A crise mexicana custou US$ 80 bilhões, o desmoronamento de um exemplo didático de como a América Latina deveria caminhar e uma frustração interna quanto ao seu destino de país, que todos julgavam fadado a dar o grande salto para o futuro, sobretudo com a âncora do Nafta.
Se tudo não foram flores, também não restaram só espinhos. O México está enfrentando a flagelação atual com a mesma e extraordinária força de seu povo que sempre, ao longo de sua sofrida e dramática história, tem superado dilacerações. O México se uniu e colocou acima de tudo o destino nacional.

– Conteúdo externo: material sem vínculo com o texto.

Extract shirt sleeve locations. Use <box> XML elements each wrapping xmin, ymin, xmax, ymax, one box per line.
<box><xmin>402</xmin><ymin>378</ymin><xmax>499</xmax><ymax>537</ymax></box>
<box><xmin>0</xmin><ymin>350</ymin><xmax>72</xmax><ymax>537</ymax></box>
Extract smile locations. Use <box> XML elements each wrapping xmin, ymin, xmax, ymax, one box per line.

Formaram-se conselhos empresariais; a poderosa Federação dos Sindicatos dos Trabalhadores reviu suas posições; criou-se um Conselho Nacional de Publicidade, com a participação de todos os meios de comunicação para levantar a auto-estima e criar um clima coletivo e tirar o país da crise.
O presidente da República, ao contrário da fórmula imperial do PRI, revestiu-se de humildade para unir o país na hora do pior. Todos são considerados peças da recuperação, ninguém pode ser excluído.
Reduziram-se salários de acordo com os trabalhadores para evitar que fábricas fechassem; alguns modelos novos foram adotados, como os de quatro turnos, para não haver desemprego; e a aliança dos empresários com os trabalhadores, a destes liderada pelo legendário e quase centenário Fidel Velásquez, comanda um projeto visando a resistir às dificuldades e atravessar a crise.
Há esperança e o clima é de trabalho -lutar para vencer. Nada de desânimos nem de pregões do apocalipse.
O México, ao longo de sua história, tem dado grandes exemplos: o de manter sua identidade nacional e repelir a destruição de sua cultura, embora dormindo ao lado do gigante Estados Unidos. Criou a estabilidade de um sistema partidário que, com todos os seus defeitos, consolidou o país, modernizou-o e preparou-o para o futuro.
O México pagou o preço de ter se aventurado demais nas novas tentações de aberturas selvagens que podem embutir riscos terríveis para os interesses nacionais.
Há hoje, depois da surpresa e do fracasso, confiança e o país, unido, possuído de uma garra que só o sofrimento, tantas vezes provado, é capaz de despertar. O México está dando um exemplo de auto-estima raro, e um país que assim se comporta não fracassa.
Para nós é uma lição. Nós, que gostamos de cultivar o catastrofismo, querendo tirar proveito de todas as crises, pregando o desamor e destruindo a auto-estima do Brasil.
Tudo no mundo vive de símbolos. O México tem o dele e resiste. Nós, se não abrirmos os olhos, poderemos ver o que dizia Lévi-Strauss: "O Brasil pode ficar obsoleto antes de chegar a ser moderno".